The new hydrogels are a response to growing concerns about the environmental impact of synthetic polymer-based materials, according to Dr. Katarzyna Łęczycka-Wilk from the Biomaterials Section of the institute.

“Hydrogels made of synthetic polymers have been used for years in many industries—from medicine to the cosmetics industry—thanks to their flexibility and excellent absorption properties,” Dr. Łęczycka-Wilk said. “Unfortunately, their widespread use is associated with environmental problems and high environmental costs. Most synthetic polymers do not decompose naturally, which leads to the accumulation of waste. In addition, their production is often associated with the emission of toxic substances and high consumption of non-renewable raw materials, such as crude oil.”

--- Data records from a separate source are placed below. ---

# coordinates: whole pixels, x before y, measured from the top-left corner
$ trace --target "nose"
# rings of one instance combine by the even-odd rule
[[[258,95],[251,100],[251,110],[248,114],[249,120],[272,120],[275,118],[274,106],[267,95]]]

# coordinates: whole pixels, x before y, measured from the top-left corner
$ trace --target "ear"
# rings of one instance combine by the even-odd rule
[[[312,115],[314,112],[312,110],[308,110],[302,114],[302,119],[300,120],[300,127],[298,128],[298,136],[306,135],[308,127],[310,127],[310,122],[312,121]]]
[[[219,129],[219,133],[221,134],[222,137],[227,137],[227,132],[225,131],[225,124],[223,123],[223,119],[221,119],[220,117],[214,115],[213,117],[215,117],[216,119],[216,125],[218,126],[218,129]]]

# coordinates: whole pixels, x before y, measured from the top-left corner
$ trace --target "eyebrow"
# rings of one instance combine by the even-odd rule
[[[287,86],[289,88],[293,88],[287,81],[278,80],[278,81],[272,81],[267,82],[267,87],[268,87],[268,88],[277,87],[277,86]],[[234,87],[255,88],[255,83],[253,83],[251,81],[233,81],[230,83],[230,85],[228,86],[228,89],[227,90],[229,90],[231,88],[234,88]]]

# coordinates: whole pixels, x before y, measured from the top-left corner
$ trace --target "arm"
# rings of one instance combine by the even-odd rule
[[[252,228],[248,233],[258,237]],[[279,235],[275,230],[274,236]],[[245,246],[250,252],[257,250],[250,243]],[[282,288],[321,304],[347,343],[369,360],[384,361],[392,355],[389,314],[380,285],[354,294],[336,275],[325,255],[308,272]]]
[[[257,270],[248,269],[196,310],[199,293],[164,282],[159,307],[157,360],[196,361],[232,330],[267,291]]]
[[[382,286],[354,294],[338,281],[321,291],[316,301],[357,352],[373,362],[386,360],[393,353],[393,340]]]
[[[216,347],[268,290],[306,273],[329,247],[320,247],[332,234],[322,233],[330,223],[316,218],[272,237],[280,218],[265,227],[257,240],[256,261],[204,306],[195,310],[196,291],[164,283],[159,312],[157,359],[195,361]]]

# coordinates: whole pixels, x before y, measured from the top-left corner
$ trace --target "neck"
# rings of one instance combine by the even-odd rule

In contrast, the newly developed hydrogels are composed of renewable plant-based ingredients, primarily starch and glucomannan, making them fully biodegradable. Dr. Łęczycka-Wilk explained, “The hydrogels themselves are three-dimensional polymer networks, capable of absorbing and retaining significant amounts of water and biological fluids without losing their structural integrity.”

The new materials are capable of absorbing up to 35 times their own weight in water. “Alkaline conditions additionally increase this capability, while the addition of citric acid reduces the degree of swelling, while strengthening the structure of the material, acting as a cross-linking agent,” she said.

One of the most significant features of the new hydrogels is their ability to self-heal. “Moreover, our hydrogels have a unique self-repair capability,” Dr. Łęczycka-Wilk noted. “They can rebuild their structure in just a few hours after damage occurs, making them exceptionally durable and reliable in medical applications.”

Thanks to bioactive additives, the hydrogels also offer hygienising and antioxidant properties. “The highest antioxidant activity was recorded in hydrogels with the addition of hydrophobic DES (deep eutectic solvents) based on menthol, thymol, and vanillin,” she reported. “These materials also exhibit high thermal stability—at a temperature of 150 degrees Celsius, the mass of the hydrogel is reduced by only 5 percent.”

Potential applications for the new hydrogels are wide-ranging. “They can be used to support wound healing, as intelligent dressings which automatically rebuild their integrity after damage, providing continuous protection and an optimal microenvironment for tissue regeneration,” Dr. Łęczycka-Wilk said. “They can also serve as biocompatible implants, controlled-release drug carriers, or materials for tissue engineering that support regenerative processes by imitating the properties of the extracellular matrix and stimulating cell proliferation.”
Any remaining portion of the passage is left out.